I wanted her to be safe, but could I handle living in this town with her again? Could I handle seeing her with other potential mates? The thought alone made me want to rip everything in this damn room to shreds.

But I’d given her up, and likewise, she chose her pack, and I couldn’t let our past affect my decision. I couldn’t afford to be biased.

“You won’t be going alone to meet him?” Nazanin asked, and Killian shook his head.

“Of course not,” he told her. “I’ll be going with him, and we’ll decide on the location for the meeting, right, brother?”

I nodded. “Yes.”

There was nothing more to say after that, and everyone left until only Killian and him remained. When he sat down across from me and sighed, I pinned him with a glare.

“Don’t, brother,” I growled, and he held his hands up.

“I wasn’t going to say anything,” he mumbled, which I knew was a lie. He wasn’t capable of not voicing his opinions, but right now, I just couldn’t handle that. “But, how is she?”

I took a breath. “Not okay,” I replied. “And she hates me.”

I started removing my shirt, my wolf clawing at my insides to be freed.

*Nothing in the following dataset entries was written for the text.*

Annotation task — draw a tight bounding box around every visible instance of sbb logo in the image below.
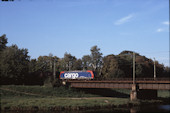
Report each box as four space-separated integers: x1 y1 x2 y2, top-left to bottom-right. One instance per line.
64 73 79 79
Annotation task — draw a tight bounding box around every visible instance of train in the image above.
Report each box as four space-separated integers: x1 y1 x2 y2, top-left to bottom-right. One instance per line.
59 70 94 80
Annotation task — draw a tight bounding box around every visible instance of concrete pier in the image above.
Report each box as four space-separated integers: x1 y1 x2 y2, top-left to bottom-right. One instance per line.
130 84 158 100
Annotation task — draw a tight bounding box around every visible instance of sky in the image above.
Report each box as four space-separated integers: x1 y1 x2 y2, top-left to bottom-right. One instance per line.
0 0 170 66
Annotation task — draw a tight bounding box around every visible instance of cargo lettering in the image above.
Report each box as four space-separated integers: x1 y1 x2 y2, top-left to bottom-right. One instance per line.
64 73 79 79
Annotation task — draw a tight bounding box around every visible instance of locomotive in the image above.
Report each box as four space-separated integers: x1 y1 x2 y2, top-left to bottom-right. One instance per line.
59 70 94 80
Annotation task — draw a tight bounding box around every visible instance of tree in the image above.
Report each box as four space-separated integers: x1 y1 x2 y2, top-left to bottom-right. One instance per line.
0 34 8 51
0 45 30 84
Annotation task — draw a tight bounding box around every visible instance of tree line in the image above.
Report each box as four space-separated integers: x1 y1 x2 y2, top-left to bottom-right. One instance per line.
0 34 170 85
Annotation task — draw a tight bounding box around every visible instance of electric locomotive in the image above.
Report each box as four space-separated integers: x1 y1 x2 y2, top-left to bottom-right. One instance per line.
59 70 94 80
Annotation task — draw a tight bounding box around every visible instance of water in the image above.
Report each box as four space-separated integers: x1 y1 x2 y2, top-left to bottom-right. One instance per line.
159 105 170 112
1 105 170 113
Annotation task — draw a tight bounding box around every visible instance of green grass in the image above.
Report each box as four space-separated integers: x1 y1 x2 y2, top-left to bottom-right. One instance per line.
0 85 170 109
1 97 129 108
0 85 95 97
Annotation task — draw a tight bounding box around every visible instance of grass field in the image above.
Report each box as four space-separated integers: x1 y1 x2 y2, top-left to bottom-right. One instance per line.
0 85 170 110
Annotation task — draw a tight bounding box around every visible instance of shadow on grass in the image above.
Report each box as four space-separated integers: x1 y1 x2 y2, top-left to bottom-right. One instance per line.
78 88 129 98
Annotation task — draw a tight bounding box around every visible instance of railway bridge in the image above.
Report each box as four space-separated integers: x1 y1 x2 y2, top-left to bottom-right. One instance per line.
67 78 170 100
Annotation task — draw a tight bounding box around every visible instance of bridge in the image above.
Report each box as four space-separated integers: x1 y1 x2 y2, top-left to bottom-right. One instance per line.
67 78 170 100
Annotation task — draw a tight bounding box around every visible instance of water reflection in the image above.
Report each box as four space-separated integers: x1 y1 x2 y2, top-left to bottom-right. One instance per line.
1 105 170 113
160 105 170 111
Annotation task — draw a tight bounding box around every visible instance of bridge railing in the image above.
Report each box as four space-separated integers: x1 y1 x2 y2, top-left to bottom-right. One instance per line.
94 78 170 81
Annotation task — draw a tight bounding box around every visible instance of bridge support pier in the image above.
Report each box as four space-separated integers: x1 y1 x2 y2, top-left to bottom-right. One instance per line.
137 89 157 99
130 84 137 100
130 84 157 100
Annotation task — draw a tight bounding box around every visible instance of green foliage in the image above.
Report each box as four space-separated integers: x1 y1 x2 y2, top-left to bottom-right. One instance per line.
0 45 29 83
0 35 170 86
0 34 8 51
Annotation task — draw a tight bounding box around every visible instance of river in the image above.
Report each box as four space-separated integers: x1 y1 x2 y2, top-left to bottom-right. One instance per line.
1 105 170 113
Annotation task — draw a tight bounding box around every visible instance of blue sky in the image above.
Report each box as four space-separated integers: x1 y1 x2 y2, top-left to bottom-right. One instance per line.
0 0 169 66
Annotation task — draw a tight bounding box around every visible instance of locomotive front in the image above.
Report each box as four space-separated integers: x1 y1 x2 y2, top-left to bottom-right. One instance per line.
60 70 94 80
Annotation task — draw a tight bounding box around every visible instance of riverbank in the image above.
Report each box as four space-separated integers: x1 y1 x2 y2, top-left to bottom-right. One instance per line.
0 86 170 111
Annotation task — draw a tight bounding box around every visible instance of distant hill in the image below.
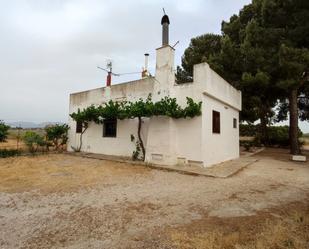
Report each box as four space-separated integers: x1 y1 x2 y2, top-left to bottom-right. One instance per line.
7 121 64 129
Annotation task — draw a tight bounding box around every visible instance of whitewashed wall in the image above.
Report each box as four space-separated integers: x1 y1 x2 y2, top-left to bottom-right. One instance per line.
68 46 241 166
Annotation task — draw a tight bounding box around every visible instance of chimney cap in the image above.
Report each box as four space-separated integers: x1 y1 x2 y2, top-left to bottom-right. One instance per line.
161 15 170 25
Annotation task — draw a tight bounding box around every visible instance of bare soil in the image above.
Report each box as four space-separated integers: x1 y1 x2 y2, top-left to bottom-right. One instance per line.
0 149 309 249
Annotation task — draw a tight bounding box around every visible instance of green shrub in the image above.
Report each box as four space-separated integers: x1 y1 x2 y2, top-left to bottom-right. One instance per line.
0 120 10 142
0 149 20 158
23 131 46 153
239 124 259 137
45 124 70 150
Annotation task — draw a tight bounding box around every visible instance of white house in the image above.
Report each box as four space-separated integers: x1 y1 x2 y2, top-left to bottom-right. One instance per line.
68 15 241 167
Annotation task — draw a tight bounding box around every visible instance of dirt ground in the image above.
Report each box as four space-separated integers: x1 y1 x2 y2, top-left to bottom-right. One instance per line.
0 149 309 249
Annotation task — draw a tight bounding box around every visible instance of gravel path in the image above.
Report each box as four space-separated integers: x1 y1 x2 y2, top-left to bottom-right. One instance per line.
0 149 309 249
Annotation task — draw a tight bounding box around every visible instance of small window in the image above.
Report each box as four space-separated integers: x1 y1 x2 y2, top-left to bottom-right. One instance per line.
103 119 117 137
76 121 83 133
212 111 220 134
233 118 237 129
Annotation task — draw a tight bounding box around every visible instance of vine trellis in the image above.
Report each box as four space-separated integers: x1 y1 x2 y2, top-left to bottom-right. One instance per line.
70 95 202 160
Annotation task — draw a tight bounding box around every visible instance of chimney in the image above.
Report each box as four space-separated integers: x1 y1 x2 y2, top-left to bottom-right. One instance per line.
161 15 170 47
106 72 112 86
142 53 149 78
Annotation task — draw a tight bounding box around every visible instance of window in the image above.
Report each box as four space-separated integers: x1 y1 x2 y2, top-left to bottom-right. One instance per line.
103 119 117 137
212 111 220 134
76 121 83 133
233 118 237 129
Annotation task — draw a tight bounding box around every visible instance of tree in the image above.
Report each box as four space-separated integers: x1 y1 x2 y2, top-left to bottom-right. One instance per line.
177 0 309 154
45 124 69 150
176 34 221 83
0 120 10 142
70 95 202 160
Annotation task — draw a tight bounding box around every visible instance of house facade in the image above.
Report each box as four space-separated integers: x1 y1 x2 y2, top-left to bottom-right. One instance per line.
68 15 241 167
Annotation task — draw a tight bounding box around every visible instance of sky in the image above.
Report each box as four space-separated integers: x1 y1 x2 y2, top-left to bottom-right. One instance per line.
0 0 309 132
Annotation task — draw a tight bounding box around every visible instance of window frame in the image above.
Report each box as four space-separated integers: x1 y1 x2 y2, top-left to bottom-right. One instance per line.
233 118 237 129
75 121 83 134
212 110 221 134
103 119 117 138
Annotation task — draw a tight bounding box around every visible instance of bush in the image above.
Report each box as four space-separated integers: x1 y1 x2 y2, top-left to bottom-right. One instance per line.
0 149 20 158
45 124 69 150
0 120 10 142
23 131 46 153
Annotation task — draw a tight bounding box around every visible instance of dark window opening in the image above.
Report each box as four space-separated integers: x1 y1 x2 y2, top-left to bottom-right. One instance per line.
212 111 220 134
233 118 237 129
103 119 117 137
76 121 83 133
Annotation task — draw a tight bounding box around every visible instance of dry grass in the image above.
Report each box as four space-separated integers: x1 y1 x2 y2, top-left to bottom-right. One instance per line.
0 154 149 193
169 204 309 249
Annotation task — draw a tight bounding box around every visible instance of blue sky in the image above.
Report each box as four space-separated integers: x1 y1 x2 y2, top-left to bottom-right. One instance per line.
0 0 309 132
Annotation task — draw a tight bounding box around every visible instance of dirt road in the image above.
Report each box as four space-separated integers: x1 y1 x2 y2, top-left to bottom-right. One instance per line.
0 150 309 249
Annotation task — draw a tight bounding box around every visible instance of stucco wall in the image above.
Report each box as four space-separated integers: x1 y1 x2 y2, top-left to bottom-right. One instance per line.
71 119 149 157
202 95 239 166
68 78 154 156
68 46 241 166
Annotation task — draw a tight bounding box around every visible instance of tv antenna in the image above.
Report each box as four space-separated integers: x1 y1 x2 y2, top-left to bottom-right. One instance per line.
97 60 142 86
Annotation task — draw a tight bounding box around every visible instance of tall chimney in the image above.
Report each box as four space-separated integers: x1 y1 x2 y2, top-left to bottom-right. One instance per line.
106 72 112 86
144 53 149 72
161 15 170 47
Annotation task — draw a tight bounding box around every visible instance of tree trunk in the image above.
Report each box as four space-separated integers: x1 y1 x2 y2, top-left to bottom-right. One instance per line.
260 113 269 145
137 117 146 161
289 89 300 155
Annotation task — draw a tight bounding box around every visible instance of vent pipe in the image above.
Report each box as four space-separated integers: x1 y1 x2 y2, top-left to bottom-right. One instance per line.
142 53 149 78
106 72 112 86
161 14 170 47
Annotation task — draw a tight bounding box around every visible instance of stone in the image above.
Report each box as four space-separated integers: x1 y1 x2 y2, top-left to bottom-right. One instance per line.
292 155 307 162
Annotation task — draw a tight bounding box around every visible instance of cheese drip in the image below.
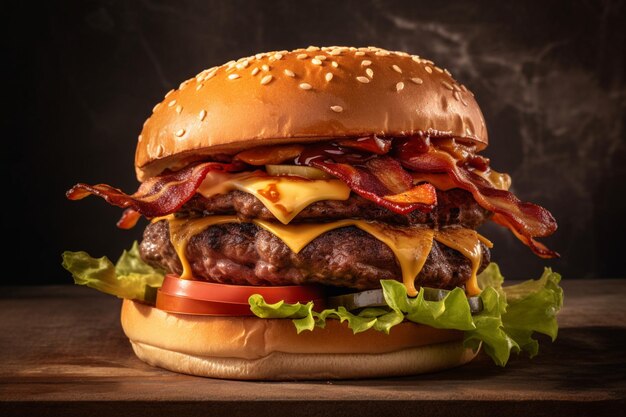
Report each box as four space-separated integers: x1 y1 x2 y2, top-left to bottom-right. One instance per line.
435 227 493 295
167 216 491 296
197 172 350 224
167 216 239 279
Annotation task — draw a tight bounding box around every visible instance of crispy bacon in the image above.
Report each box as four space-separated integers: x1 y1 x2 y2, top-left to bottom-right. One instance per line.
295 143 437 215
66 162 245 219
396 142 559 258
365 156 413 194
235 145 304 165
115 208 141 230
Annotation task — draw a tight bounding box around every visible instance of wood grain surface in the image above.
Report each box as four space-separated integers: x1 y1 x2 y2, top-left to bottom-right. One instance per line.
0 280 626 417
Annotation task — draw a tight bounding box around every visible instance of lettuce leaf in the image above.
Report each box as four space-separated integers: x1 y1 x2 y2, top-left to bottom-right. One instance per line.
62 242 165 304
248 263 563 366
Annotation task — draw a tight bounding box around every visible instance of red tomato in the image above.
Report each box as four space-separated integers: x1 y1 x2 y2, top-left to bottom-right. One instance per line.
156 274 324 316
156 290 253 316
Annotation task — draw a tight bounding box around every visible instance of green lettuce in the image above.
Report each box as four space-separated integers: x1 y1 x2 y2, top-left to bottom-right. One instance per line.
62 242 165 304
248 263 563 366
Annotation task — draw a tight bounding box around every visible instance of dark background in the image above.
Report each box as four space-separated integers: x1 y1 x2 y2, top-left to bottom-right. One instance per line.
1 0 626 284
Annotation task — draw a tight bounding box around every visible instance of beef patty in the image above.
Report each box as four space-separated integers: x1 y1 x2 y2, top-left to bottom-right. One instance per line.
139 220 490 290
179 188 491 229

I left without saying a word and was halfway through my shift before making it out of the house.

I needed to run, to be free and feel the earth beneath my paws, or I’d lose it.

Black fur burst forth from beneath my skin, and my bones broke and rearranged until I was charging through the forest, weaving through the trees, and even when it started snowing, the white droplets contrasting to my midnight black fur, I kept running, wishing I could run to the only woman I’d ever loved and the only woman I ever will.